Bernard Linsky FRSC

My Courses this term (Fall 2015): Phil 120A1 

(See Dept website and eClass for those registered.)

Phil 426/526A1

Phil 448/547A1

Research and Teaching Interests

My research has been in areas of Philosophical Logic related to Metaphysics and in the History of Logic, in particular, Bertrand Russell's logic. My PhD thesis, on "Natural Kinds and Natural Kind Terms" developed into an interest in properties, both as the meaning of predicates and as universals in metaphysics. This interest in semantics has led to several papers on logical form, definite descriptions, and how to extend the notion of rigid designation to general terms.
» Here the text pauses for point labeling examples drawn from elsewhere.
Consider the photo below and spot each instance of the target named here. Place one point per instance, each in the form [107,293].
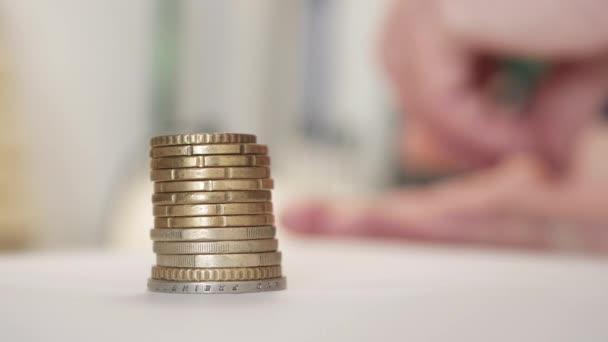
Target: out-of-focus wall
[86,72]
[83,70]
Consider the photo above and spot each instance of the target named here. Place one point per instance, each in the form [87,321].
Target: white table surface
[338,291]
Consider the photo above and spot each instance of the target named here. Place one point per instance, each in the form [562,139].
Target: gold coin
[212,209]
[220,260]
[215,274]
[209,161]
[216,247]
[193,150]
[214,221]
[213,234]
[209,173]
[211,197]
[202,138]
[215,185]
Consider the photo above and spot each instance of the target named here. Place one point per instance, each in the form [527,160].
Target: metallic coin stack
[213,223]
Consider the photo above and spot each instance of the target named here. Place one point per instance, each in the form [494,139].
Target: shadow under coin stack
[213,223]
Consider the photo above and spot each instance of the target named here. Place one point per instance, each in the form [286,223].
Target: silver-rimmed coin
[217,287]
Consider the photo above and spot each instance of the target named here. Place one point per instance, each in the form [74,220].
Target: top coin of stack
[213,223]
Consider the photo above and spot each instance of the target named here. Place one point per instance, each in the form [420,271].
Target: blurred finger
[435,81]
[480,211]
[564,105]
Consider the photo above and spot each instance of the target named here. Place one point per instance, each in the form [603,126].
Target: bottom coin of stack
[213,223]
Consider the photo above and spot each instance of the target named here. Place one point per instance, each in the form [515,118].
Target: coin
[209,173]
[213,234]
[214,221]
[209,161]
[212,209]
[202,138]
[211,197]
[218,287]
[216,247]
[215,274]
[215,185]
[220,260]
[193,150]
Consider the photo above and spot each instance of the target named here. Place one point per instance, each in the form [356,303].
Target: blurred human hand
[514,204]
[441,54]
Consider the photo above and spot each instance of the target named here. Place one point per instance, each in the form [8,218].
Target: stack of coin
[213,223]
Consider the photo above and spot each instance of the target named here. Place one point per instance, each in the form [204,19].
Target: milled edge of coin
[211,197]
[215,247]
[202,138]
[209,161]
[215,209]
[215,185]
[214,221]
[216,274]
[220,287]
[213,234]
[220,260]
[168,175]
[209,149]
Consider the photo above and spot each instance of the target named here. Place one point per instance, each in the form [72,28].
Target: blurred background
[86,84]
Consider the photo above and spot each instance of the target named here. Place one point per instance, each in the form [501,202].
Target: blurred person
[544,180]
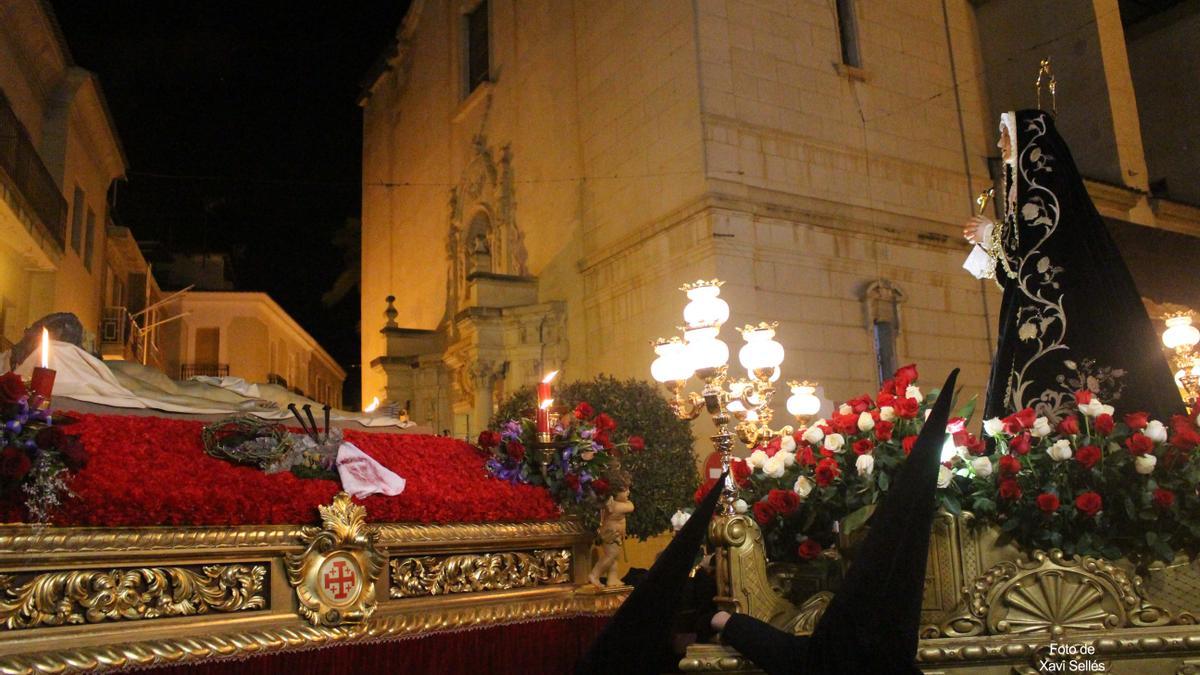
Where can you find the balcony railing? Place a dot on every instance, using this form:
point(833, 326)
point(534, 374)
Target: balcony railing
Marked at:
point(189, 370)
point(24, 168)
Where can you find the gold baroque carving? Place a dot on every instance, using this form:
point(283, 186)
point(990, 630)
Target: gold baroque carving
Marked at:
point(237, 645)
point(1053, 595)
point(93, 596)
point(465, 573)
point(335, 577)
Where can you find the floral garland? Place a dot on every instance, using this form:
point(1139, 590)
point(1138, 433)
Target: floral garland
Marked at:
point(1089, 485)
point(37, 458)
point(579, 467)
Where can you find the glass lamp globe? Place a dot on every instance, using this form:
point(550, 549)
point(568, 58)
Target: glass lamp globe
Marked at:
point(1180, 333)
point(761, 354)
point(672, 362)
point(706, 306)
point(803, 402)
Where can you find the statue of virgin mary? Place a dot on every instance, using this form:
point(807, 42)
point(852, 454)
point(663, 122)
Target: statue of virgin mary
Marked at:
point(1071, 318)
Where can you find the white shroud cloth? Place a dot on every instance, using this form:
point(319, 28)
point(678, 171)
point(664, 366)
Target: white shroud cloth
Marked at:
point(83, 377)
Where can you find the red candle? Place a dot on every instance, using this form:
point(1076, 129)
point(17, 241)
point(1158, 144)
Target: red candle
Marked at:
point(544, 402)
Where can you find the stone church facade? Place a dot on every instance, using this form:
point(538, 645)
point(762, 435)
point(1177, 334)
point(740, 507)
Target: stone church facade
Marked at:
point(540, 177)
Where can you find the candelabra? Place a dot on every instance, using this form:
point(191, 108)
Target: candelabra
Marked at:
point(1182, 338)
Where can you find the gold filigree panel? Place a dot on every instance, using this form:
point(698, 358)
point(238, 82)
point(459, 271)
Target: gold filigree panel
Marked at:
point(466, 573)
point(93, 596)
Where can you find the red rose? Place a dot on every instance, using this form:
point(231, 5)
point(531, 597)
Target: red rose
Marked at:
point(1186, 438)
point(1087, 455)
point(1163, 499)
point(1139, 443)
point(1009, 489)
point(906, 372)
point(604, 423)
point(1089, 503)
point(1048, 502)
point(907, 408)
point(763, 512)
point(784, 501)
point(826, 472)
point(1020, 444)
point(13, 464)
point(1009, 465)
point(1019, 420)
point(741, 471)
point(1137, 420)
point(883, 430)
point(861, 404)
point(809, 549)
point(12, 388)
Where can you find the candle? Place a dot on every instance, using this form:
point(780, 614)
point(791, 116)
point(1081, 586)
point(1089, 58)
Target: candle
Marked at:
point(544, 401)
point(42, 383)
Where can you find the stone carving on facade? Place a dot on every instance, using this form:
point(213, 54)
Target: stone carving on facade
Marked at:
point(483, 222)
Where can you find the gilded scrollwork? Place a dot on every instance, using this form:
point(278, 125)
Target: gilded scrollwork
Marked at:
point(93, 596)
point(335, 577)
point(465, 573)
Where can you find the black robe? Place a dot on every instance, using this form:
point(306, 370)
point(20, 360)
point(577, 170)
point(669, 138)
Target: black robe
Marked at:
point(1072, 317)
point(870, 626)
Between 1990 and 2006 I wrote a series of papers with Edward Zalta, applying his "Object Theory" to problems about the semantics of necessity and quantified modal logic and the philosophy of mathematics. I also began to study of Bertrand Russell's logic as a theory of properties and propositions, and then, after a first visit to the Bertrand Russell Archives in 2003, various manuscripts by Russell. A series of papers came out of the notes that Russell made on the works of Gottlob Frege in 1902, and a few sheets from the largely missing manuscript of Principia Mathematica from around 1910. I have published edited notes and manuscripts that Russell made for the second edition of PM , from 1925, and a collection of papers on Principia Mathematica based on a conference at McMaster University held in 2010. A collection of papers on Russell's The Problems of Philosophy was published in 2015. I am currently studying notes on Russell’s lectures taken by Henry Sheffer, T.S. Eliot, G.E. Moore and Harry T. Costello.

I have become hooked on archival scholarship because I have had great luck finding materials in archives, though that is mostly because no one had ever looked for them before. In 2004 Ken Blackwell and I stumbled onto three half sheets of Russell’s original manuscript from PM in the Bertrand Russell Archives. In 2012 I located the originals of Henry Sheffer’s notes from Russell’s courses at Cambridge University in 1910. The next year my research assistant, Nika Pona, located a handwritten translation of a 1912 paper on Russell in Polish by Leon Chwistek. In May 2014 I found Harry Costello’s notes in the Archives of Trinity College, Connecticut. The papers included his lecture notes for Russell’s symbolic logic course at Harvard University in 1914, as well as a small notebook in which he recorded Russell’s lectures. I also find things in old books such as the fact that Russell's famous example of "The present King of France" from "On Denoting"(1905) comes from Richard Whately's Elements of Logic (1827). (For the details see my paper on Russell's review of Meinong from 1905.)

Current research continues my study of Russell's logic and metaphysics and his relation to other logicians and philosophers. I am also studying the details of the logic of Principia Mathematica, such as why there is no theorem *2.17. These projects include:

(1) Editing Sheffer's notes on Russell's Lectures on Logic at Cambridge, October-December 1910 and both Harry Costello's and T.S Elliot's notes on Russell's lectures at Harvard University in 1914.

(2) Editing a translation by Rose Rand of Chwistek's 1912 monograph Zasada sprzecznosci w swietle nowsych Bertranda Russella (The Law of Contradiction in the light of recent investigations of Bertrand Russell).

(3) A paper on Russell’s propositional logic: “Peirce’s Law from Principles of Mathematics to Principia Mathematica.”